The one definite ROI that I have been able to track is that my fan base grows faster the more comments and conversations I get on a post.

Mutually Beneficial
The benefits of these conversations are HUGE! We get a chance to learn what our biggest fans are thinking. Sometimes we even learn stuff we didn’t know. Sometimes we get to answer questions they forgot to ask in the store. Sometimes we get to clear up misunderstandings.

Most importantly, we have conversations, back-and-forth conversations. And conversations lead to conversions.

Make Your Registers Ring
The best sales people know that the key to successful sales is conversation. As long as the customers keep talking you have more opportunities to solve their problems and sell them what they need. If you treat your Facebook and Twitter programs as conversation starters, not information spreaders, you’ll find that the info actually spreads faster and farther and the sales will result.

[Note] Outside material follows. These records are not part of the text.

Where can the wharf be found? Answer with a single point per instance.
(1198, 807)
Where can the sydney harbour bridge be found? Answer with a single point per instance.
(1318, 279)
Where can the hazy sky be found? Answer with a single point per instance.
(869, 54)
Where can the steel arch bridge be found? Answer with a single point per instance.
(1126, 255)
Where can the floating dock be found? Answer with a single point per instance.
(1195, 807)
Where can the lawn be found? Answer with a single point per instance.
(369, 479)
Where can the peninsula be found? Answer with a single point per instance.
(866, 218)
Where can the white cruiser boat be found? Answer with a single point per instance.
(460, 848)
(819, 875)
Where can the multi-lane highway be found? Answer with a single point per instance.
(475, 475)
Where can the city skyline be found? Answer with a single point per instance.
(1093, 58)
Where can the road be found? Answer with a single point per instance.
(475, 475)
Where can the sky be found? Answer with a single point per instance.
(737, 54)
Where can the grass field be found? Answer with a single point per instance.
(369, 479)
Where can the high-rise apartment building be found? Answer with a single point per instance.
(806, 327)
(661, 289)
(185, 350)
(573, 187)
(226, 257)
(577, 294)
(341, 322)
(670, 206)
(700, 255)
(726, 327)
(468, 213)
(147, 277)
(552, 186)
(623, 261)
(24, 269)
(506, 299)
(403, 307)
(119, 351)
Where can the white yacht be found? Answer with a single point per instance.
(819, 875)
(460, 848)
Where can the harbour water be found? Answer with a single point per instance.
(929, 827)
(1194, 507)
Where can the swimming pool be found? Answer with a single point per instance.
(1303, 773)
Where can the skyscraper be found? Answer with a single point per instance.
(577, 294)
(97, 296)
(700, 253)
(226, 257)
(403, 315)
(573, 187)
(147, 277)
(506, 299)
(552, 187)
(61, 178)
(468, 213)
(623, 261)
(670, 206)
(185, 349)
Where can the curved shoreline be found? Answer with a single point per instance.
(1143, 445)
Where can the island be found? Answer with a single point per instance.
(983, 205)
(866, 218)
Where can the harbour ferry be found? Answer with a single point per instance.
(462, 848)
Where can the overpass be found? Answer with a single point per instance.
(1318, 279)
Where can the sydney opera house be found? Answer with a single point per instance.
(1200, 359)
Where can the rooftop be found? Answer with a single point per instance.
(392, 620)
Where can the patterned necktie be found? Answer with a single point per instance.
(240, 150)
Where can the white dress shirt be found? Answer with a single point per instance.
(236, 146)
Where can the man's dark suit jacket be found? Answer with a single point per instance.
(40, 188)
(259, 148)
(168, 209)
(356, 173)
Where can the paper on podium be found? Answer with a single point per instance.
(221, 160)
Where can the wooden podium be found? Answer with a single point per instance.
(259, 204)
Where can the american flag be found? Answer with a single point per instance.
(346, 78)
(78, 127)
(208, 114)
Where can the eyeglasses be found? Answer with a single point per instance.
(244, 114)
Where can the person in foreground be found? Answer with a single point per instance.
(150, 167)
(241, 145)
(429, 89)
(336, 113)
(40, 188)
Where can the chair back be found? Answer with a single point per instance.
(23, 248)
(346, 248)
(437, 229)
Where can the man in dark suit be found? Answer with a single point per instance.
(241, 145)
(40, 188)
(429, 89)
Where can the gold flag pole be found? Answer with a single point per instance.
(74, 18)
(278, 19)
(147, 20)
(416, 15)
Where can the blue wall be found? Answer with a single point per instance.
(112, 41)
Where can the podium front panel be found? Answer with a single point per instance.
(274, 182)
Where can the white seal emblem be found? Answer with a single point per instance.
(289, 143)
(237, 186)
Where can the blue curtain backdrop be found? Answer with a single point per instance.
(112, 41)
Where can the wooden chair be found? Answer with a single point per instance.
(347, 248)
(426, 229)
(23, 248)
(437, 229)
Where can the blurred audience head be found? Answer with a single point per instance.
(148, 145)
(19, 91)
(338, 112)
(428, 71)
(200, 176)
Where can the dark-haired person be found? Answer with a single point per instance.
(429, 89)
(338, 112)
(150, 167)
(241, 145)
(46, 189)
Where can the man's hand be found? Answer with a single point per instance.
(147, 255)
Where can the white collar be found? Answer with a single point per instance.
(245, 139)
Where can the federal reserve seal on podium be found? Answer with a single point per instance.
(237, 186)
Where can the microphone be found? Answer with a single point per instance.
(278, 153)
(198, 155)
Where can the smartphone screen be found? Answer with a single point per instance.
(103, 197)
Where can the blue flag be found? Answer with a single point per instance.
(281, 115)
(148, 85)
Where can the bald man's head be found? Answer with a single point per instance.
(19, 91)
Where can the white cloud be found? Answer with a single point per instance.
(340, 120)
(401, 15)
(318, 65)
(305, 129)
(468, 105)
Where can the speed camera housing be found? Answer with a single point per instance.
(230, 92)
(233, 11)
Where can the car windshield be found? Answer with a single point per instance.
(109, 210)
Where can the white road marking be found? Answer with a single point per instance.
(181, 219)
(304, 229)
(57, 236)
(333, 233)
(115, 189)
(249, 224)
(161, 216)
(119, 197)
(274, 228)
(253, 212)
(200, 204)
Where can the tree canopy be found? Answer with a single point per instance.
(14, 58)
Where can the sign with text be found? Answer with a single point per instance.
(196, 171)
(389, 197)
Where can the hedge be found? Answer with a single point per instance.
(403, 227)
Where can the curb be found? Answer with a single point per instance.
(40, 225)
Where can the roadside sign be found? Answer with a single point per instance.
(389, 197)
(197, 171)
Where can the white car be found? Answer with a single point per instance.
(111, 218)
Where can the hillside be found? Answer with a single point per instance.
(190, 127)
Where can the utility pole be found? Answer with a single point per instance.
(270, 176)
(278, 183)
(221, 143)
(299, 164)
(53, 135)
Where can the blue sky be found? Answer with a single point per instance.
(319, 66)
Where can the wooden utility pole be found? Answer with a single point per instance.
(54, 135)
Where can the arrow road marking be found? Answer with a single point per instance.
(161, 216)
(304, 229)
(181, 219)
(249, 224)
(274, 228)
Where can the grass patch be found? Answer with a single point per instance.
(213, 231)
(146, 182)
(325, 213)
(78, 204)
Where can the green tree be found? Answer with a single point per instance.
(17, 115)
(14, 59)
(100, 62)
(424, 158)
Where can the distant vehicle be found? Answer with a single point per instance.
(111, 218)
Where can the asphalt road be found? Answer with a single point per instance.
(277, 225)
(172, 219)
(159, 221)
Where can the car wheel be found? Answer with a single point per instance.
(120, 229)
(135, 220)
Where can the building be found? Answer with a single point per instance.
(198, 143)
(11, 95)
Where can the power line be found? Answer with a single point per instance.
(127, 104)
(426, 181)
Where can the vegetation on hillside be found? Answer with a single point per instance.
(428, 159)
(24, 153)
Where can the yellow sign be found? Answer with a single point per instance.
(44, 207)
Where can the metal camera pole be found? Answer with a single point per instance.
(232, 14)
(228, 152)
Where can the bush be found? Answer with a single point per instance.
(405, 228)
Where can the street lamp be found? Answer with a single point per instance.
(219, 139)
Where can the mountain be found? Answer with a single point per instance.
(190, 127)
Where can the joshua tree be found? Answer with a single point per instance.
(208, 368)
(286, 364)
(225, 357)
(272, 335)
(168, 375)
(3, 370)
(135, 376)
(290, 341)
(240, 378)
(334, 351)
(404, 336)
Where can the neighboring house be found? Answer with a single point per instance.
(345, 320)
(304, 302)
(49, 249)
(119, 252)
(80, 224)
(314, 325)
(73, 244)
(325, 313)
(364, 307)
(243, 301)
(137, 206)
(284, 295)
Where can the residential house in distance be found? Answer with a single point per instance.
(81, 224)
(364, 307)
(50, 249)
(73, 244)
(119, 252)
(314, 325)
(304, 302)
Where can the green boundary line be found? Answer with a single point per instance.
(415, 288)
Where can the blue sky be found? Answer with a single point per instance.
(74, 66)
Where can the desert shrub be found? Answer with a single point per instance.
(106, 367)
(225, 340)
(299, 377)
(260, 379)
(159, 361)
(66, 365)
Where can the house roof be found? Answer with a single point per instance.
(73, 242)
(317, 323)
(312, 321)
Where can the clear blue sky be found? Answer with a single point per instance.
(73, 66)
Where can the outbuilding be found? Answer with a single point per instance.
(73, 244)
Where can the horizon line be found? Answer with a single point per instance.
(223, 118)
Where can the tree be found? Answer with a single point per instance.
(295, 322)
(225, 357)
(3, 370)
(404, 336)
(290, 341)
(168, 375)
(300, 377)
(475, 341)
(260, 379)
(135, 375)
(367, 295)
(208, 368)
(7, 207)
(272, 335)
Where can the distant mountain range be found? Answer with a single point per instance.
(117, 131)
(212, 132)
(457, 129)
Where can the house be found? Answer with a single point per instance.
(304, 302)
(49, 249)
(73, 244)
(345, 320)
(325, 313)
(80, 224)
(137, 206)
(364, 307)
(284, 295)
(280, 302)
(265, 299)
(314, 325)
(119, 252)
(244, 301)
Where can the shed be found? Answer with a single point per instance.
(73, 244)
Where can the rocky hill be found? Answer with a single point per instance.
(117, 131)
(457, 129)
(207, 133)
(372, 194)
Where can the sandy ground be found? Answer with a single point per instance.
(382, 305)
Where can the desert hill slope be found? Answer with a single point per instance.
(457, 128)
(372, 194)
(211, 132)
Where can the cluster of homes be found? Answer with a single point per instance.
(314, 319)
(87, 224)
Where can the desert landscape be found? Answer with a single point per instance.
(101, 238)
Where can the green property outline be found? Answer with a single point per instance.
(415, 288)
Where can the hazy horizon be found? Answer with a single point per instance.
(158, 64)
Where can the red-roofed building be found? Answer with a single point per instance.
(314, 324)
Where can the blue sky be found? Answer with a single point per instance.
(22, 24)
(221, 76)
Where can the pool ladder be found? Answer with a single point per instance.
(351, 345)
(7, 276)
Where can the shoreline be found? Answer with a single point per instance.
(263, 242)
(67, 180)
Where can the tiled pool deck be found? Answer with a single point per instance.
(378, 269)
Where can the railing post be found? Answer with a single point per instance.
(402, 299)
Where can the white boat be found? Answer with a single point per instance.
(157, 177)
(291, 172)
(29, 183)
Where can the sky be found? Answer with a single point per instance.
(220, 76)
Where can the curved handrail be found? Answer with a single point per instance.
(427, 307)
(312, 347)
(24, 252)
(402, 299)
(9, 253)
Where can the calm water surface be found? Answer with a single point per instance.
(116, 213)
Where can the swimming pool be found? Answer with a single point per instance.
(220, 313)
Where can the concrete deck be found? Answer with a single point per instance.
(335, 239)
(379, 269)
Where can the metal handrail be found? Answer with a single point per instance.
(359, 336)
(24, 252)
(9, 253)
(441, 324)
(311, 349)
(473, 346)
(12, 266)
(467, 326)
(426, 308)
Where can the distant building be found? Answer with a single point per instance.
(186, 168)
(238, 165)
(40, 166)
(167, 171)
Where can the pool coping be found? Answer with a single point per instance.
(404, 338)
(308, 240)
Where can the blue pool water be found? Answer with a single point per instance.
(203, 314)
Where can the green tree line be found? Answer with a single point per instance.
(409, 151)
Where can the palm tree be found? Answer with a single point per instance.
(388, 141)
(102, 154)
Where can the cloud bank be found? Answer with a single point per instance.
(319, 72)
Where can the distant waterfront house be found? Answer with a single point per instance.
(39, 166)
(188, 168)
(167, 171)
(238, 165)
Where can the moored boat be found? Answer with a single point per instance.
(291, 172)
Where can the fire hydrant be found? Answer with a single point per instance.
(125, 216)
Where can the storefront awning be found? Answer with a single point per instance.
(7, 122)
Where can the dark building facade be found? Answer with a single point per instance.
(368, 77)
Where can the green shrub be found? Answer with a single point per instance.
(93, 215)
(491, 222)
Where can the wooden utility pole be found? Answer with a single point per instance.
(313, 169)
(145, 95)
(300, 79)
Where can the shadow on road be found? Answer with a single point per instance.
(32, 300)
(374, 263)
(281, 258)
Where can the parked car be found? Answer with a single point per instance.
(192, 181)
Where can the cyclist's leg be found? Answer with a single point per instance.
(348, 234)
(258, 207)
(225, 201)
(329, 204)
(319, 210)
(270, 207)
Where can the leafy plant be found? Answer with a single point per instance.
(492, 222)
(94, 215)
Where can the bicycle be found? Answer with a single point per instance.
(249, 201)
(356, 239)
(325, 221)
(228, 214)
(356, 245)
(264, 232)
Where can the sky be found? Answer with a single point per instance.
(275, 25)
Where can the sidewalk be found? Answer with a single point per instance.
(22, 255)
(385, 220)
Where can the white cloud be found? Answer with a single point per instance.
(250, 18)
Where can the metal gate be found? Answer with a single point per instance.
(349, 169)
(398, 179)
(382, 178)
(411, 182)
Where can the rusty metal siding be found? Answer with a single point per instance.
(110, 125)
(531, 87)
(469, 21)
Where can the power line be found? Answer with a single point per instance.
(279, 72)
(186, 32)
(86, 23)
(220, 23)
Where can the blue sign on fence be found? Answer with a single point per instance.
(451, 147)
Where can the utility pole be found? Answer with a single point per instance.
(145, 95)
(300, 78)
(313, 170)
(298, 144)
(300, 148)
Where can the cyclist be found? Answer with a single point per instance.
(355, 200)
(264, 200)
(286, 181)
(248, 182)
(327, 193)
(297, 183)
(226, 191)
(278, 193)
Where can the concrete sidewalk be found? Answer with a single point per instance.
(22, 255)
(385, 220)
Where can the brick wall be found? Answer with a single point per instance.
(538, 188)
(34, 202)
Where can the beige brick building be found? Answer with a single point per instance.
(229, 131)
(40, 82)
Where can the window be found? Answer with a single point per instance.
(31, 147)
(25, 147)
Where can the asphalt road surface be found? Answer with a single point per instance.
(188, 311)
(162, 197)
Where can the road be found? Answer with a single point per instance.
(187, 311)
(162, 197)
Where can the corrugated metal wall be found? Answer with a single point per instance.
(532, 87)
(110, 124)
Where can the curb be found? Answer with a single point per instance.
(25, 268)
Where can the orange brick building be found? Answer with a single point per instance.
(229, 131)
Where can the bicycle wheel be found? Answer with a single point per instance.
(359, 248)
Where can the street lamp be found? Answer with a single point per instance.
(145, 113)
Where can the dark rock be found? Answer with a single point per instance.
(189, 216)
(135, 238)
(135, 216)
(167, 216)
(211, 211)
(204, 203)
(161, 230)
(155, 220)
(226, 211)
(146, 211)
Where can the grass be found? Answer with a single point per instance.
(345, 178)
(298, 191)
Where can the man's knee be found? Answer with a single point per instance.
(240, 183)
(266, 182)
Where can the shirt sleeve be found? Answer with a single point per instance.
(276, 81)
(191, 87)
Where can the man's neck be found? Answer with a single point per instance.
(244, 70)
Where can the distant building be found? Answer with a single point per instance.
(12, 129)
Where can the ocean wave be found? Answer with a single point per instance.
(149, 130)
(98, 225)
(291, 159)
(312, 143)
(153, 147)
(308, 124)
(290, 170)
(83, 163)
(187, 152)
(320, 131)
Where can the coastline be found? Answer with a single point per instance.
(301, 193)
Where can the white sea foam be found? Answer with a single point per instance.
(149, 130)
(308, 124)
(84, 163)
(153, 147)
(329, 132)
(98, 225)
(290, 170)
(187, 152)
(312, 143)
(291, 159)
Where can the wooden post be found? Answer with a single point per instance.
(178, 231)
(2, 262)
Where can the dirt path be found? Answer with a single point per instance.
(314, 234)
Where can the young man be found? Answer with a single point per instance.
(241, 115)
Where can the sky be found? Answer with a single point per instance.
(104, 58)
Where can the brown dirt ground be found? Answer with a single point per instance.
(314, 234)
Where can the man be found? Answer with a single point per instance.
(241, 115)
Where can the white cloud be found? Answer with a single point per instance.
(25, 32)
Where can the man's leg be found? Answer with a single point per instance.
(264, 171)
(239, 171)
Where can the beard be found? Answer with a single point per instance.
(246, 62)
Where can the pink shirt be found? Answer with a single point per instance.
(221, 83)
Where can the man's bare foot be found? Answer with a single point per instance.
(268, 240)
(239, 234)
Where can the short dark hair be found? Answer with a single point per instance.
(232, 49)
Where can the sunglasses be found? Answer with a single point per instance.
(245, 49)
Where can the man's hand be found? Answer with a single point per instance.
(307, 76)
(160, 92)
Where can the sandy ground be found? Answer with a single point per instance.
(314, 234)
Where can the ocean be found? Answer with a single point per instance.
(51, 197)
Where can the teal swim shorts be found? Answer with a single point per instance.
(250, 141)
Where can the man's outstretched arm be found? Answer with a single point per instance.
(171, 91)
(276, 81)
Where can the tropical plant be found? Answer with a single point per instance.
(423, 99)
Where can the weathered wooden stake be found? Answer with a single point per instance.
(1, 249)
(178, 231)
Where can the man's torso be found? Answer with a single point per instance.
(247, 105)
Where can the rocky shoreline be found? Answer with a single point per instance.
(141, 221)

Social Media, like all other forms of marketing, works when it is done right. If all you do is post info and tell, tell, tell, you won’t get the kind of return you want. If you think of it as a two-way conversation where you ask more than you tell, then you are on your way to doing it right.

-Phil

Black Friday Deals – A How To

Okay, you’re gonna venture into the murky waters of Black Friday with some doorbuster specials at your retail store. You better know what you’re getting into. Do it right and you’ll see your registers ring. Do it wrong and you just might be borrowing trouble.

Here are some tips to help you navigate the seas of this retail extravaganza.

First answer this… Why are you having Black Friday doorbusters? Is it to draw traffic? Grow market share? Move out some slow sellers? Because your shopping center makes you?

Knowing this makes all the difference in the world.

Going After Market Share
If you’re trying to grow market share and draw in new traffic, you have to have a really good deal on a whole lot of good stuff. And you need to share that info with the whole marketplace, not just your fan base. Email and Facebook won’t help you grow traffic and market share. They are only preaching to the choir. You’re going to need a flier in the newspaper or an ad on radio or TV. And that deal better be a killer deal because you’re up against a whole bunch of killer deals from a whole bunch of deep-pocketed retailers.

Still not afraid? Good.

Now you need to make sure you have enough product to keep the momentum going. Run out of your best deals in the first few minutes and the rest of the day is sunk. You need to have enough merchandise to last the first couple of hours minimum, otherwise you’ll send away far more unhappy people than happy ones – not a good marketing plan this close to Christmas.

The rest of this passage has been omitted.